Multipurpose Farm - In July, the Farm Park will sponsor their own Wednesday afternoon farmers market. The last Saturday (mornings) of each summer month will have a farm work day for anyone who wants to stop by and dig in the dirt, learn, pull weeds, exchange information and enjoy food and refreshments. The farm will also be a research center. Two varieties of organic alfalfa will be grown with preliminary research done by a university agronomist in hopes of having these grow in this climate. No guarantees. There will be a test plot of white Sonoran wheat (from old Mexico) to see how well it might do here in the valley. A test plot of yellow sweet clover will also be tested to see if this kind of clover can have success at this altitude and be a nitrogen fixing plant to add nutrients to the soil. The farm will also be organic, raising the crops without chemical fertilizers, pesticides, and herbicides. This makes the task 'a thinking farmers challenge' as to how to control pests. For every pest, there is usually a predator (biocontrol) for them. For instance, aphids love certain plants and can be quite damaging. Enter one of the queens of the farm - ladybugs! Ladybugs will go after aphids like a bulldog on a postman! Plant diversity is also critical for keeping pests and weeds at bay while crops grow during the season. Many other permaculture techniques will be employed to make the farm as productive as possible. Jesse, the farm manager, discussed polyculture farming. Create a food forest with companion planting (plants that like to live together), have 'trap crops' to attract pests that will keep them away from other plants, and try other research ideas to make the farm a healthy plant ecosystem. The irrigation water comes from one of the irrigation ditches (from the Rio Grande) but long term, they hope to have a way to filter the water through a series of wetlands before going onto the soils to have it be even cleaner.

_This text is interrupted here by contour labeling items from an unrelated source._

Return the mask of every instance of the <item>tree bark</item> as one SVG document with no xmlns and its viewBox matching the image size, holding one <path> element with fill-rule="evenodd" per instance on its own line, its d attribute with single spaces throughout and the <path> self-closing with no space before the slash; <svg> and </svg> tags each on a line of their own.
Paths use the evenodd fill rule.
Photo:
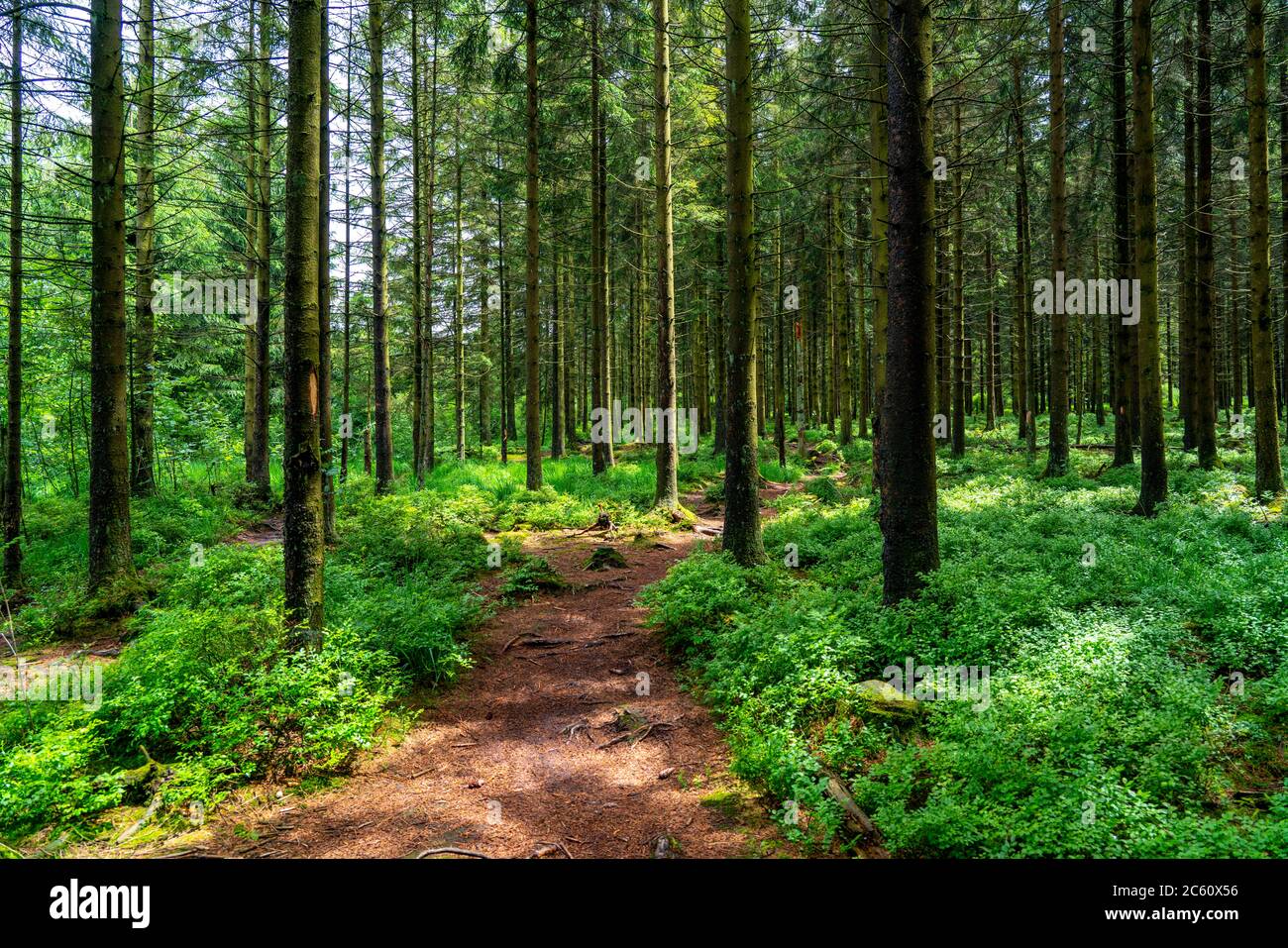
<svg viewBox="0 0 1288 948">
<path fill-rule="evenodd" d="M 1198 12 L 1198 169 L 1195 183 L 1198 301 L 1194 307 L 1194 444 L 1199 466 L 1216 466 L 1216 287 L 1212 259 L 1212 4 L 1199 0 Z"/>
<path fill-rule="evenodd" d="M 156 240 L 156 185 L 153 179 L 156 45 L 152 9 L 152 0 L 139 0 L 139 100 L 135 129 L 138 209 L 134 222 L 133 362 L 135 372 L 131 386 L 133 398 L 130 399 L 130 488 L 137 497 L 147 497 L 156 491 L 152 465 L 156 453 L 153 435 L 156 326 L 152 310 L 153 246 Z M 14 22 L 17 23 L 17 19 Z M 15 33 L 15 45 L 21 43 L 21 35 Z M 21 81 L 21 75 L 15 75 L 15 81 Z M 10 243 L 10 246 L 17 245 Z M 18 252 L 21 255 L 21 247 Z"/>
<path fill-rule="evenodd" d="M 379 1 L 379 0 L 377 0 Z M 379 14 L 372 37 L 380 35 Z M 291 0 L 286 102 L 283 368 L 283 529 L 286 621 L 307 629 L 294 644 L 319 644 L 322 630 L 321 344 L 318 327 L 318 161 L 322 10 Z"/>
<path fill-rule="evenodd" d="M 675 233 L 671 223 L 671 41 L 667 0 L 653 0 L 653 175 L 657 228 L 657 408 L 663 419 L 657 442 L 654 504 L 675 510 L 680 505 L 676 480 L 675 393 Z M 670 425 L 665 421 L 671 419 Z M 693 433 L 697 434 L 697 433 Z"/>
<path fill-rule="evenodd" d="M 149 3 L 149 0 L 143 0 Z M 9 352 L 5 419 L 4 578 L 14 589 L 22 576 L 22 8 L 14 5 L 9 89 Z M 151 28 L 151 17 L 148 18 Z M 151 285 L 149 285 L 151 289 Z M 148 466 L 151 471 L 151 465 Z"/>
<path fill-rule="evenodd" d="M 318 448 L 322 456 L 322 537 L 335 536 L 335 456 L 331 453 L 331 53 L 328 0 L 318 0 Z"/>
<path fill-rule="evenodd" d="M 598 0 L 596 0 L 598 3 Z M 527 206 L 527 265 L 524 273 L 524 363 L 527 368 L 527 468 L 528 489 L 541 488 L 541 313 L 538 272 L 538 207 L 537 207 L 537 0 L 524 3 L 524 45 L 527 49 L 527 148 L 524 155 L 524 204 Z"/>
<path fill-rule="evenodd" d="M 1279 459 L 1279 417 L 1275 393 L 1275 344 L 1270 313 L 1270 131 L 1266 116 L 1266 23 L 1264 0 L 1248 3 L 1248 204 L 1252 228 L 1252 358 L 1257 496 L 1284 491 Z"/>
<path fill-rule="evenodd" d="M 889 327 L 880 524 L 884 600 L 916 598 L 939 568 L 934 398 L 931 12 L 891 0 L 889 41 Z"/>
<path fill-rule="evenodd" d="M 756 451 L 756 267 L 751 3 L 725 4 L 726 187 L 729 200 L 729 310 L 726 316 L 728 390 L 725 431 L 724 549 L 742 565 L 765 559 L 760 536 L 760 469 Z"/>
<path fill-rule="evenodd" d="M 389 383 L 389 258 L 385 233 L 385 18 L 381 0 L 368 0 L 371 41 L 371 356 L 375 388 L 376 493 L 394 479 L 394 434 Z"/>
<path fill-rule="evenodd" d="M 1154 173 L 1154 0 L 1132 0 L 1132 82 L 1136 156 L 1136 299 L 1140 323 L 1140 498 L 1136 511 L 1150 517 L 1167 498 L 1167 453 L 1158 344 L 1158 185 Z"/>
<path fill-rule="evenodd" d="M 1065 213 L 1064 148 L 1064 6 L 1048 5 L 1051 36 L 1051 270 L 1052 280 L 1068 268 L 1069 224 Z M 1069 317 L 1064 307 L 1051 313 L 1050 419 L 1047 421 L 1047 477 L 1069 470 Z"/>
<path fill-rule="evenodd" d="M 125 335 L 125 93 L 121 0 L 90 6 L 89 585 L 131 576 Z M 10 419 L 12 421 L 12 419 Z M 13 450 L 13 444 L 8 446 Z"/>
</svg>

The culmination of the growing season will be a 'Harvest Soirée' on September 9th to celebrate the bounty of the Farm Park. The regular Saturday Alamosa Farmers Market will be held at the park that day featuring many local farmers who grow their own goodies on their land scattered throughout the valley. Foodies will delight in eating from booths utilizing all the garden veggies, local meats and cheeses, locally 'grown' beer, and other goods available for sale. Check back for updates on the Farm Park going from dirt with hidden seeds, to becoming a lush and flourishing well-tended Garden of Eatin'.
Now I'm a farmer and I'm digging digging, digging, digging, digging. It's alarming how charming it is to be a-farming
How calming and balming the effect of the air
When you grow what I grow
Potatoes, tomatoes... gourds. The Who from the album Odds and Sods Rio Grande Farm Park - Just north of US Highway 160 on Highway 17.